Italian astronomer (born 1984)

Erminia Calabrese, FLSW, is an Italian astronomer. She is a Professor of Astronomy and the Director of Research at Cardiff University School of Physics and Astronomy. She works in observational cosmology using the cosmic microwave background radiation to understand the origins and evolution of the universe. In 2024 she became a Fellow of the Learned Society of Wales, and in 2022 she was awarded the Institute of Physics Fred Hoyle medal and the Learned Society of Wales Dillwyn medal.
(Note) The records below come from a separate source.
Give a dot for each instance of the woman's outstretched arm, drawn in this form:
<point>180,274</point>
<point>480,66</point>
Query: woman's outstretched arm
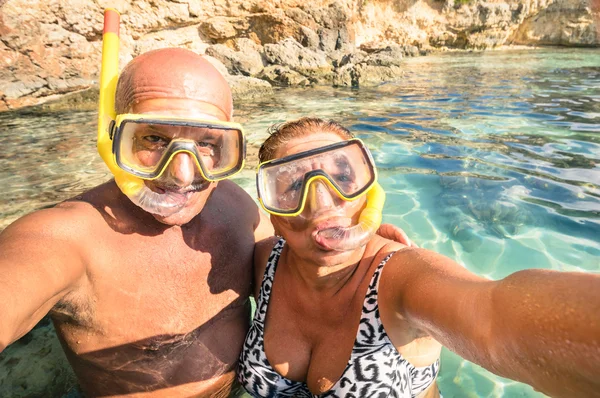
<point>540,327</point>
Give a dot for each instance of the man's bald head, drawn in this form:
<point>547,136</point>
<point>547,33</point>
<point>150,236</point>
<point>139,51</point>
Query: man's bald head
<point>172,73</point>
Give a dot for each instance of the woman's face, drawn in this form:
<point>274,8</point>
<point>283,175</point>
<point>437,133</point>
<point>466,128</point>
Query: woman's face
<point>323,209</point>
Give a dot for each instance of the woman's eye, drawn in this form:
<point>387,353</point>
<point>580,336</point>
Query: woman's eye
<point>206,145</point>
<point>295,186</point>
<point>154,139</point>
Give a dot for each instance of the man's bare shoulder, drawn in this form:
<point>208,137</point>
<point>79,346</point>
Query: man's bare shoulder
<point>67,221</point>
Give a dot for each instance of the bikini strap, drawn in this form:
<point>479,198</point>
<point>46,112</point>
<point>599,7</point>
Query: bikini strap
<point>370,330</point>
<point>266,285</point>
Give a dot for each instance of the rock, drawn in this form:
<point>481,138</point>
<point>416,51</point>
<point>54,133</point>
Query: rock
<point>303,60</point>
<point>247,63</point>
<point>61,39</point>
<point>218,28</point>
<point>300,16</point>
<point>244,88</point>
<point>25,85</point>
<point>246,45</point>
<point>185,37</point>
<point>562,23</point>
<point>283,76</point>
<point>353,58</point>
<point>372,75</point>
<point>270,28</point>
<point>309,38</point>
<point>390,56</point>
<point>345,76</point>
<point>217,64</point>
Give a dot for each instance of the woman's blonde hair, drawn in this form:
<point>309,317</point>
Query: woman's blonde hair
<point>283,132</point>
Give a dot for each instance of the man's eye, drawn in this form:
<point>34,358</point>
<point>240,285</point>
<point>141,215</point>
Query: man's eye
<point>154,139</point>
<point>344,178</point>
<point>295,186</point>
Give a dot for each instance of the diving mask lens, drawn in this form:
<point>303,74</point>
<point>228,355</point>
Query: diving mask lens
<point>347,167</point>
<point>145,146</point>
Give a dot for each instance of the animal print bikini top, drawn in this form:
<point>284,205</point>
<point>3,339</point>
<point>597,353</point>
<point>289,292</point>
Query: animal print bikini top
<point>375,368</point>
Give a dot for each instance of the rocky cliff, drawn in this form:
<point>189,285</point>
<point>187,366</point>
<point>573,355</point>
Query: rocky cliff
<point>52,48</point>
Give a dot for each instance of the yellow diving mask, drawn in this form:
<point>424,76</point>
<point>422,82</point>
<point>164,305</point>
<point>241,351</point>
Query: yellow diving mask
<point>144,145</point>
<point>140,147</point>
<point>346,167</point>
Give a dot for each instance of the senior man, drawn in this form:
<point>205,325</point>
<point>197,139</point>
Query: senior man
<point>147,278</point>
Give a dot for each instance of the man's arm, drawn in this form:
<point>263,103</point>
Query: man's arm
<point>537,326</point>
<point>40,263</point>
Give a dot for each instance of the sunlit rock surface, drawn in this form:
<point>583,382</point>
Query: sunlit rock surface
<point>49,49</point>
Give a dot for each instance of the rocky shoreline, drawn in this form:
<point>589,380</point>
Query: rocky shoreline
<point>51,51</point>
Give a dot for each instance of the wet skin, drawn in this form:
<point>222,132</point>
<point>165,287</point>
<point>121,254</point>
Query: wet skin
<point>143,305</point>
<point>318,294</point>
<point>528,326</point>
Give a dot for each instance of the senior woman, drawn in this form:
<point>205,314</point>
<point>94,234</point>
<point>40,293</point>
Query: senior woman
<point>342,312</point>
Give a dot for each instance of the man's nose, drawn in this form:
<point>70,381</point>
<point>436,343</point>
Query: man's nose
<point>321,196</point>
<point>182,169</point>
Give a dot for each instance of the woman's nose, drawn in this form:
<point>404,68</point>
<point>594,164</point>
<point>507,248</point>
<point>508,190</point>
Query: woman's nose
<point>182,169</point>
<point>321,196</point>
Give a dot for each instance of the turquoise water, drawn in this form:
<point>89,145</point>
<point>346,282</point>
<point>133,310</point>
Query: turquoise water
<point>492,159</point>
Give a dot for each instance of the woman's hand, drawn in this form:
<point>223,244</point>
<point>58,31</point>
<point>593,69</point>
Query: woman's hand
<point>392,232</point>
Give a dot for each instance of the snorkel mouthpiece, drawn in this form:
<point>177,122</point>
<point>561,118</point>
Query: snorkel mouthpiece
<point>133,187</point>
<point>342,239</point>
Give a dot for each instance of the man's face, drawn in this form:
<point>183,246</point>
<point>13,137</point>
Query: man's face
<point>181,178</point>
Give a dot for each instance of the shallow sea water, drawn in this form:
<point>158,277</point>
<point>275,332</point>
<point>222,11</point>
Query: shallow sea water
<point>492,159</point>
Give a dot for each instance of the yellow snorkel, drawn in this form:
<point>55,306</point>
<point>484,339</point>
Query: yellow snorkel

== Early life and education ==
Calabrese was born in Benevento, Italy and grew up in a small town in the Apennines, Cerreto Sannita. She left to attend the Sapienza University of Rome and graduated in 2006 with a degree in Physics and Astrophysics. She stayed at the Sapienza University of Rome for her postgraduate studies, where she first earned a Masters degree in Astronomy and Astrophysics in 2008 and then went on to complete a PhD in Astronomy in 2012.

== Research and career ==
Calabrese moved to the Oxford Astrophysics department in 2012, for a Research Associate position in cosmology, where she was advised by astrophysicist Joanna Dunkley. Calabrese went on to be a Beecroft Fellow at the University of Oxford from 2014 to 2015 before moving on to become a Lyman Spitzer Jr. Fellow at Princeton University from 2015 to 2016. In 2017, she became a Science and Technology Facilities Council Ernest Rutherford Fellow at the University of Oxford before moving to Cardiff in order to establish a cosmology group at Cardiff University. She started as a Lecturer at Cardiff University in 2017 and was promoted to Professor in 2019. As of 2024, Calabrese is the Director of Research for the School of Physics and Astronomy at Cardiff University.

Calabrese’s research combines theoretical work with statistical data analysis to answer fundamental questions about the Universe. As a Scientist of the Planck mission and a science member of the Atacama Cosmology Telescope she led work on characterising multi-frequency CMB microwave data, on combining data from satellite and ground-based experiments, and on extracting the underlying primordial CMB signal carrying the imprint of the physics of the early Universe, leading to state-of-the-art constraints on neutrino physics, inflation, dark matter and dark energy physics. Calabrese and her cosmology team are now exploring new physics signatures in CMB polarisation with future observations from the Simons Observatory and the proposed, Japanese-led LiteBIRD mission. Calabrese is also a member of the LSST Dark Energy Science Collaboration, and a member of the Euclid Collaboration, looking at how to combine low-redshift data with the CMB. She has been featured on several podcasts and shows explaining her research, including BBC Sky at Night Magazine, Physics World Weekly, Radio3 Scienza and the BBC Science Café.

==Awards and honours==

- 2024 Learned Society of Wales Fellowship.
- 2023 UK Space Agency award for LiteBIRD:UK.
- 2022    UKRI/STFC awards for SO:UK
- 2022    Institute of Physics Fred Hoyle Medal and Prize, Learned Society of Wales Dillwyn Medal and Prize for STEMM.
- 2021    H2020 Marie Sklodowska-Curie Actions Research and Innovation Staff Exchange (RISE) consortium grant
- 2019    European Research Council Starting Grant.
- 2019    Giuseppe and Vanna Cocconi Prize for the Planck Team.
- 2018    Gruber prize in cosmology as a member of the Planck team.
- 2018    Royal Astronomical Society Group Achievement Award for the Planck Team.
- 2018    Marcel Grossman Award to the Planck scientific collaboration.
- 2016    STFC Ernest Rutherford Fellowship
- 2012    Junior Research Fellowship (non-stipendiary), Wolfson College, Oxford.
- 2011    Tito Maiani prize for thesis in physics.